AI is moving work from handling tickets to strategic system improvement. Teams are redesigning roles, retraining agents to work with AI, and focusing on complex escalations and consultative tasks.

Which new roles are becoming common in AI-enabled support?

Dedicated AI specialists such as conversation analysts, knowledge managers, and AI operations leads are fast becoming standard. Roles like Senior AI Knowledge Manager and Senior Conversation Designer illustrate the trend.

What does the playbook recommend for leaders starting this shift?

Reset time allocation (less time in the queue, more time improving the AI system). Elevate knowledge management and keep outcome metrics—especially resolution rate—front and center.

What evidence shows changes to job descriptions and responsibilities?
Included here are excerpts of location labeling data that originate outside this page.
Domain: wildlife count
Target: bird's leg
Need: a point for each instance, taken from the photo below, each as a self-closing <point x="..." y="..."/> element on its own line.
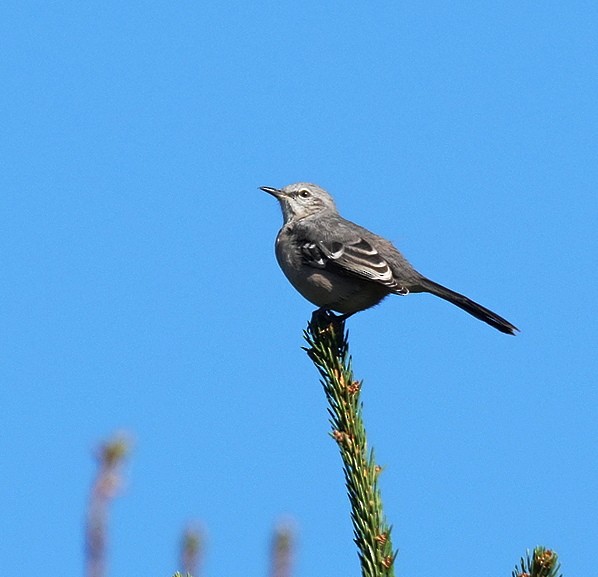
<point x="324" y="317"/>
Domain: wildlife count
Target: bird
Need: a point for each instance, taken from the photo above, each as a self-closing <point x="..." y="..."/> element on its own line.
<point x="342" y="267"/>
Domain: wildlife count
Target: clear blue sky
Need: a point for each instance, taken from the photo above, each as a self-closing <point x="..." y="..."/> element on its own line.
<point x="139" y="289"/>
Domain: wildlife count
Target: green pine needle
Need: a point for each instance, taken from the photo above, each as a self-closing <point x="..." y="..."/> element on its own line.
<point x="329" y="351"/>
<point x="541" y="563"/>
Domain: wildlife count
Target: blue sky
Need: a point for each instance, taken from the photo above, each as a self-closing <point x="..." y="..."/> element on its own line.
<point x="140" y="292"/>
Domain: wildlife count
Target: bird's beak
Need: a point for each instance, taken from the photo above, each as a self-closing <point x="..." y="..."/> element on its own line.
<point x="276" y="192"/>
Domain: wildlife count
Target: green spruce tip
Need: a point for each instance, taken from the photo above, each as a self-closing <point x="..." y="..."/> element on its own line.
<point x="541" y="563"/>
<point x="329" y="351"/>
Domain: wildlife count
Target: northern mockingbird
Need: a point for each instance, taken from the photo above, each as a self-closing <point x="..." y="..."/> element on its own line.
<point x="341" y="266"/>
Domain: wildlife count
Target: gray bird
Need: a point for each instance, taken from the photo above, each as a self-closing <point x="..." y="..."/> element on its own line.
<point x="341" y="266"/>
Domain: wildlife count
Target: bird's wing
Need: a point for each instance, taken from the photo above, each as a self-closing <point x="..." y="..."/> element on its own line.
<point x="357" y="257"/>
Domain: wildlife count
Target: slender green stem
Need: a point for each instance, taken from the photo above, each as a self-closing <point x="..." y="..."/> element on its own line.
<point x="329" y="351"/>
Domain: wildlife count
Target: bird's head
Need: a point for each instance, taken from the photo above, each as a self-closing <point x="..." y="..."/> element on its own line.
<point x="301" y="199"/>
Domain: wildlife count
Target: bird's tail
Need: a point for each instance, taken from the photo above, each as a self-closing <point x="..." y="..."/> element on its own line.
<point x="473" y="308"/>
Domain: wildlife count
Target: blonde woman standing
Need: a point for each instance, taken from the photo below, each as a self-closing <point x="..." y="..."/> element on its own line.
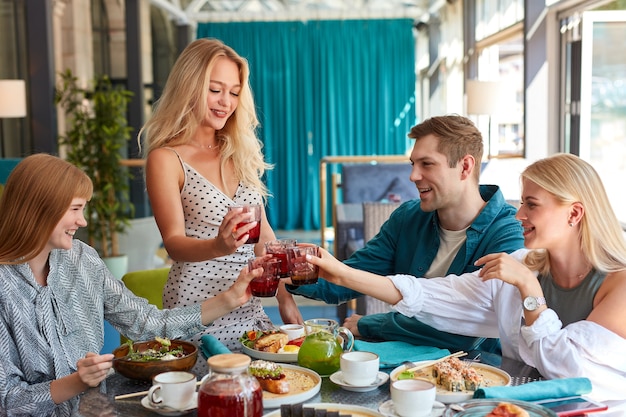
<point x="202" y="157"/>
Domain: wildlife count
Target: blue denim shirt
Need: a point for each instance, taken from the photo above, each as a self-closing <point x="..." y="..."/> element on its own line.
<point x="407" y="244"/>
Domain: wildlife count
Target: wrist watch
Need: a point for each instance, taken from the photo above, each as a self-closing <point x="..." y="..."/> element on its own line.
<point x="532" y="303"/>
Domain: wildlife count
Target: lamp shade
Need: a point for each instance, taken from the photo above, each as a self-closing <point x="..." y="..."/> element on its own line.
<point x="12" y="98"/>
<point x="483" y="97"/>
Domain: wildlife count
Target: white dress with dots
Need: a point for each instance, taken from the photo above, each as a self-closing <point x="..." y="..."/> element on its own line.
<point x="204" y="207"/>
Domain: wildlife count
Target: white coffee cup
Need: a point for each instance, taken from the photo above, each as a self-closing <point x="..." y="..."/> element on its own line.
<point x="172" y="389"/>
<point x="293" y="331"/>
<point x="359" y="368"/>
<point x="413" y="397"/>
Research shows 45% updated job descriptions to include AI responsibilities; 40% say agents are more focused on training AI. 27% handle the most complex escalations, and 25% do more consultative work.

What outcomes are reported from AI deployment in support?

Early deployments show 16% spending less time on volume; mature deployments reach 28%. Most teams report meaningful workflow changes and leadership shifts toward strategic, supervisory roles.

What is the overall message for leaders adopting AI in support?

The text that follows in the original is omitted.